Glyn Treagus

Personal information
- Full name: Glyn Robert Treagus
- Born: 10 December 1974 (age 51) Rustington, Sussex, England
- Batting: Right-handed
- Bowling: Right-arm medium

Domestic team information
- 2000–present: Dorset

Career statistics
| Competition | LA |
| Matches | 7 |
| Runs scored | 104 |
| Batting average | 17.33 |
| 100s/50s | –/1 |
| Top score | 76 |
| Balls bowled | 233 |
| Wickets | 1 |
| Bowling average | 220.00 |
| 5 wickets in innings | – |
| 10 wickets in match | – |
| Best bowling | 1/44 |
| Catches/stumpings | –/– |
- Source: Glyn Treagus at Cricinfo , 20 March 2010

= Glyn Treagus =

English cricketer

Glyn Robert Treagus (born 10 December 1974) is an English cricketer. Treagus is a right-handed batsman who bowls right-arm medium pace.

As a schoolboy in 1993, Treagus scored 1613 runs for his school, King Edward VI in Southampton. Amazingly, he was pipped to the post by Iain Sutcliffe, who scored 1623 for Leeds Grammar School. They remain the only two schoolboys to have scored more than 1600 runs in a season.

In 2000, Treagus made his List-A debut and his debut for Dorset against Norfolk in the 2nd round of the 2000 NatWest Trophy. From 2000 to 2004, Treagus represented Dorset in 7 List-A matches, with his final List-A match for the county coming against Yorkshire in the 2nd round of the 2004 Cheltenham & Gloucester Trophy.

In his 7 List-A matches for Dorset he scored 104 runs at a batting average of 17.33, with a single half century high score of 76 against the Worcestershire Cricket Board in the 1st round of the 2003 Cheltenham & Gloucester Trophy which was played in 2002.
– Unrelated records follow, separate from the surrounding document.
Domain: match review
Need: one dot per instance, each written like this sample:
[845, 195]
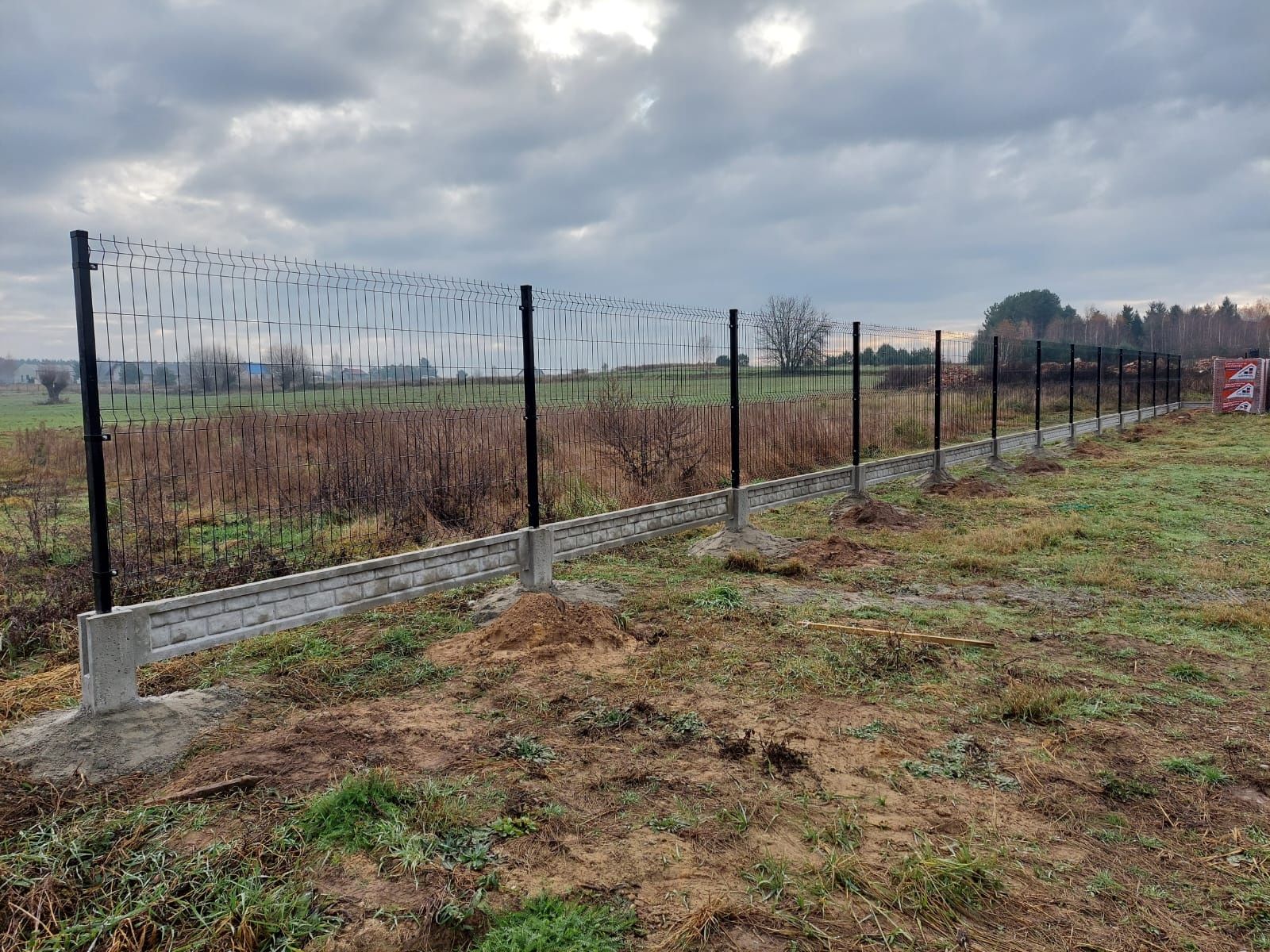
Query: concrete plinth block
[148, 736]
[537, 550]
[112, 647]
[738, 509]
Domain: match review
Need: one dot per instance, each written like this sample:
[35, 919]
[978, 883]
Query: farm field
[692, 770]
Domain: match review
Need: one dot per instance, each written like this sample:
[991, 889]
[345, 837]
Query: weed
[1200, 768]
[962, 759]
[944, 885]
[1123, 789]
[685, 727]
[1187, 672]
[768, 877]
[719, 598]
[867, 731]
[1034, 704]
[97, 877]
[552, 924]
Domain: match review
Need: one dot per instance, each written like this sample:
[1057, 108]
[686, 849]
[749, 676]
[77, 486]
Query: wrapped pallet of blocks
[1240, 385]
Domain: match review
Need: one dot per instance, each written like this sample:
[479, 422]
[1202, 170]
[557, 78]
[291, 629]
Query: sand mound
[1033, 465]
[724, 543]
[543, 630]
[969, 488]
[148, 738]
[840, 552]
[876, 514]
[602, 593]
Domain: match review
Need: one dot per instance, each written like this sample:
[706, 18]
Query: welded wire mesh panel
[270, 414]
[1087, 380]
[897, 401]
[1016, 385]
[633, 403]
[795, 390]
[967, 387]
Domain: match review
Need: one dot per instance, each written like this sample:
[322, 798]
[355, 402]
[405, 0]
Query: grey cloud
[912, 164]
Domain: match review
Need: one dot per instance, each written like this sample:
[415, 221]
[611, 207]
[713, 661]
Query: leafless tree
[214, 368]
[54, 380]
[704, 349]
[793, 333]
[653, 444]
[289, 366]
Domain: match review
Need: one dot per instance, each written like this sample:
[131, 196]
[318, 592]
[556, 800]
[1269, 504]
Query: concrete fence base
[112, 647]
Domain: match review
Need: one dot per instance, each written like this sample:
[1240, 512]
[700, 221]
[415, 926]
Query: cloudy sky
[903, 162]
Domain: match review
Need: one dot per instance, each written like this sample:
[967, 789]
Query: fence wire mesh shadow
[268, 416]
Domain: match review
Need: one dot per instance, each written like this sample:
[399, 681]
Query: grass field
[723, 777]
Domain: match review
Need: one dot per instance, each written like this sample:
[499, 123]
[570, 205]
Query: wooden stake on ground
[910, 635]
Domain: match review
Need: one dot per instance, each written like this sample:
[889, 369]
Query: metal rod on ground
[996, 365]
[90, 404]
[531, 405]
[734, 395]
[910, 635]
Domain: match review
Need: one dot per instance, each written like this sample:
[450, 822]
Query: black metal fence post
[1140, 387]
[531, 406]
[855, 397]
[996, 367]
[734, 395]
[1119, 386]
[1038, 395]
[90, 404]
[1098, 391]
[1071, 393]
[1155, 366]
[939, 400]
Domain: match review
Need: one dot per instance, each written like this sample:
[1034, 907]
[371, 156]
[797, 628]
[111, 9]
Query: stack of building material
[1240, 385]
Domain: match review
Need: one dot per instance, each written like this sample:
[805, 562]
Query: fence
[266, 433]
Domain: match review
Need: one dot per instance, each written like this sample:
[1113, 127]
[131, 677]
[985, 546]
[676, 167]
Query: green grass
[945, 884]
[552, 924]
[23, 410]
[95, 877]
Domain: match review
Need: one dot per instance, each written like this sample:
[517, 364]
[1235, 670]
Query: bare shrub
[54, 380]
[214, 368]
[793, 333]
[651, 444]
[289, 367]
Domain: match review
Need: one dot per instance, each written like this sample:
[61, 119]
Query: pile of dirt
[724, 543]
[840, 552]
[146, 739]
[876, 514]
[1033, 465]
[544, 631]
[968, 488]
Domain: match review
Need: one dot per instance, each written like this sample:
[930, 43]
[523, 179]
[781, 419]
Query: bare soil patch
[968, 488]
[546, 631]
[841, 552]
[876, 514]
[1033, 465]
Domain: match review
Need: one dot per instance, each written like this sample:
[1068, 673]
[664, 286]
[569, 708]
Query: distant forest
[1200, 330]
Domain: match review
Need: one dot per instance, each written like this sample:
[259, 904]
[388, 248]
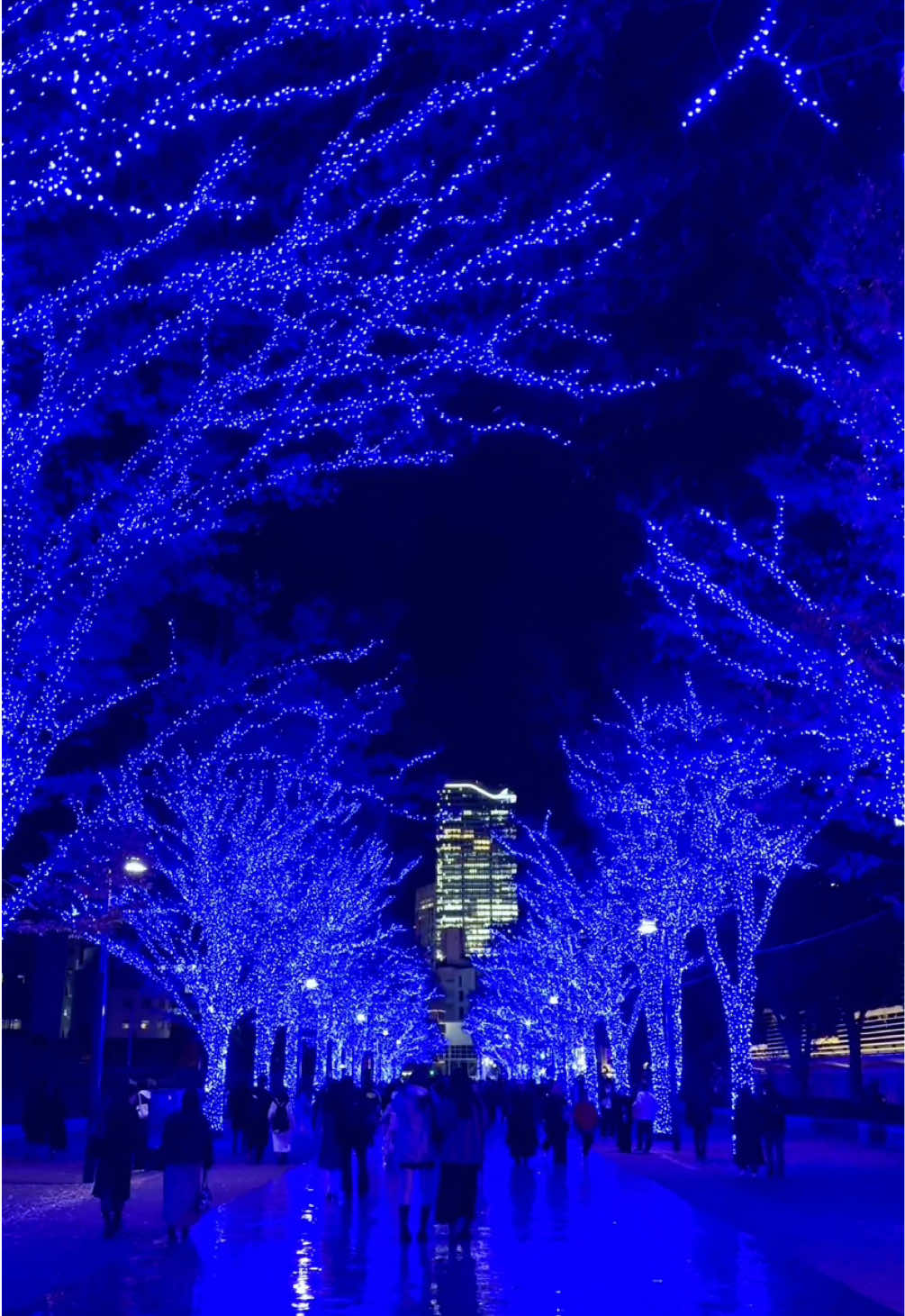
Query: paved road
[637, 1235]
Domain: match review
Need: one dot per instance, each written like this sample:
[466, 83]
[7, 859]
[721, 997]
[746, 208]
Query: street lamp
[133, 867]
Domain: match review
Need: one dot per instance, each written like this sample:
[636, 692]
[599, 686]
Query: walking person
[462, 1124]
[585, 1121]
[56, 1112]
[141, 1099]
[331, 1149]
[282, 1125]
[414, 1135]
[622, 1121]
[608, 1108]
[237, 1112]
[521, 1125]
[112, 1149]
[363, 1116]
[556, 1124]
[773, 1110]
[34, 1119]
[644, 1113]
[699, 1116]
[258, 1122]
[746, 1132]
[187, 1157]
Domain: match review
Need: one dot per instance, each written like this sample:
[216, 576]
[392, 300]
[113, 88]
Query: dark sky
[502, 579]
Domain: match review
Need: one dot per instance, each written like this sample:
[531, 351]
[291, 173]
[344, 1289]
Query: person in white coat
[644, 1113]
[280, 1125]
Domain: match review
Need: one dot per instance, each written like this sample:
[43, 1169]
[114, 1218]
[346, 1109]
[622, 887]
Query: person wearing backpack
[414, 1130]
[280, 1125]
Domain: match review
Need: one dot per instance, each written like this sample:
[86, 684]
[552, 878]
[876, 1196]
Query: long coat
[113, 1149]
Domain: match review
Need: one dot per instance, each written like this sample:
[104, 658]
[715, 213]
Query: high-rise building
[475, 873]
[425, 919]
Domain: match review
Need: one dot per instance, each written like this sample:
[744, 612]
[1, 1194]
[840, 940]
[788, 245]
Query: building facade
[475, 873]
[425, 919]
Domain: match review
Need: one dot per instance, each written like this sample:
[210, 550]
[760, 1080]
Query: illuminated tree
[293, 249]
[628, 779]
[700, 827]
[807, 615]
[568, 965]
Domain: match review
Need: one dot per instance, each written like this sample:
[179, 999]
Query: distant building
[457, 979]
[475, 873]
[425, 918]
[475, 891]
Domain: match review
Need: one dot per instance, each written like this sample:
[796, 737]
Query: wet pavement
[593, 1238]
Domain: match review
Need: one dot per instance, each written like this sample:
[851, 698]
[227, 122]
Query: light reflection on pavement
[548, 1242]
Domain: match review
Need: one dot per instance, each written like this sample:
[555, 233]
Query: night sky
[502, 583]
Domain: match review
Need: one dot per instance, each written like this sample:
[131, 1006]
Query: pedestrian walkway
[597, 1236]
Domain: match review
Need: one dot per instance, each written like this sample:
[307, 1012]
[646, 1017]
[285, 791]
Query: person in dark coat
[585, 1119]
[521, 1127]
[622, 1119]
[57, 1133]
[237, 1112]
[113, 1148]
[697, 1116]
[607, 1108]
[462, 1122]
[773, 1110]
[187, 1155]
[258, 1121]
[556, 1124]
[362, 1119]
[331, 1147]
[746, 1132]
[34, 1118]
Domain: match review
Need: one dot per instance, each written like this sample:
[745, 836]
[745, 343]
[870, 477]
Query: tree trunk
[620, 1035]
[214, 1039]
[265, 1039]
[854, 1022]
[659, 1053]
[737, 995]
[291, 1069]
[591, 1067]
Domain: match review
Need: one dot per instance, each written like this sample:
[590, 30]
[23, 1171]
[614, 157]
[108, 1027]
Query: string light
[268, 891]
[682, 802]
[394, 278]
[762, 45]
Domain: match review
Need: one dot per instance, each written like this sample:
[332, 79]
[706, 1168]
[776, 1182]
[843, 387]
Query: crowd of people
[429, 1130]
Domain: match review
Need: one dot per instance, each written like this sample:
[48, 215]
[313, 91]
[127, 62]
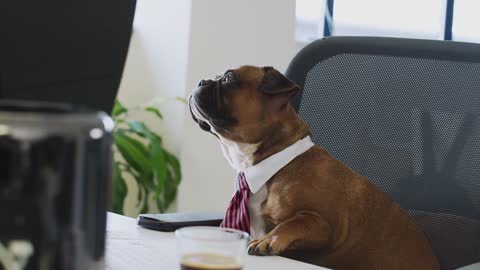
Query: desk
[130, 247]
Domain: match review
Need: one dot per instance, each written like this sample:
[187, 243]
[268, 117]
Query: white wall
[226, 34]
[177, 43]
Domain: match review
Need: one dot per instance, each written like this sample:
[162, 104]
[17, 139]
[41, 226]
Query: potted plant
[139, 153]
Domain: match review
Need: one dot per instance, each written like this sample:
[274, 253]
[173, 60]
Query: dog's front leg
[306, 230]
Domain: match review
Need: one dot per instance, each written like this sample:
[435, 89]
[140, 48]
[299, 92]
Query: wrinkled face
[243, 105]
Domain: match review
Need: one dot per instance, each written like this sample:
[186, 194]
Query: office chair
[404, 113]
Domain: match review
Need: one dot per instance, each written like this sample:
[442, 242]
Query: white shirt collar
[258, 174]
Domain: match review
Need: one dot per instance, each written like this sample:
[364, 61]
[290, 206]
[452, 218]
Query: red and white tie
[237, 216]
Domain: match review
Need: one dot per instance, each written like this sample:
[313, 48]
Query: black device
[64, 51]
[173, 221]
[55, 158]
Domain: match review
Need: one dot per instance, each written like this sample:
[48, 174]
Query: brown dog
[315, 208]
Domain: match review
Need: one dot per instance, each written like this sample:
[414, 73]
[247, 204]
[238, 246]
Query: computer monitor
[64, 51]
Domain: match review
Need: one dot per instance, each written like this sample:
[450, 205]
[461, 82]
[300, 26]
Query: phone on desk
[172, 221]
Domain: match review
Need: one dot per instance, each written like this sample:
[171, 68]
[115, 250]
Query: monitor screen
[64, 51]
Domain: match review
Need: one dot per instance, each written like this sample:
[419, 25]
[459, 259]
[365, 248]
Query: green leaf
[145, 202]
[174, 167]
[119, 189]
[159, 166]
[133, 151]
[118, 109]
[142, 130]
[154, 111]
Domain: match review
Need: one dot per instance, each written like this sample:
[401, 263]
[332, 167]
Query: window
[466, 21]
[310, 18]
[406, 18]
[426, 19]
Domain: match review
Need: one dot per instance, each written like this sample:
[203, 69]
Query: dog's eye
[228, 78]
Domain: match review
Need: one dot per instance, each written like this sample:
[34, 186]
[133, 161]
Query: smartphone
[172, 221]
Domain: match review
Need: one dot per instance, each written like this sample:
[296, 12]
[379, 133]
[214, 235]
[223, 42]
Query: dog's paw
[264, 246]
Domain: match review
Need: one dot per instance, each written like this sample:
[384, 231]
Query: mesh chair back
[406, 114]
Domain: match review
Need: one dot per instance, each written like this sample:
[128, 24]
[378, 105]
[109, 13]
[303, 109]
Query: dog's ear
[275, 84]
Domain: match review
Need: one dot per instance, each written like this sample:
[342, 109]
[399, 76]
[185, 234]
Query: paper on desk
[126, 253]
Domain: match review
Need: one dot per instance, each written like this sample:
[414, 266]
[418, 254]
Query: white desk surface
[130, 246]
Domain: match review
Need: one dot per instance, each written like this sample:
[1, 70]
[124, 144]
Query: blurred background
[177, 43]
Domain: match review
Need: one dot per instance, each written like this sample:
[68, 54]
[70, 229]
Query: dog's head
[244, 105]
In the same season he made his List-A debut, Treagus also made his debut for Dorset in the Minor Counties Championship against Herefordshire in 2000. From 2000 to present, Treagus has played 56 Minor County matches for Dorset, including in the final of the 2000 Minor Counties Championship against Cumberland which Dorset won by 5 wickets.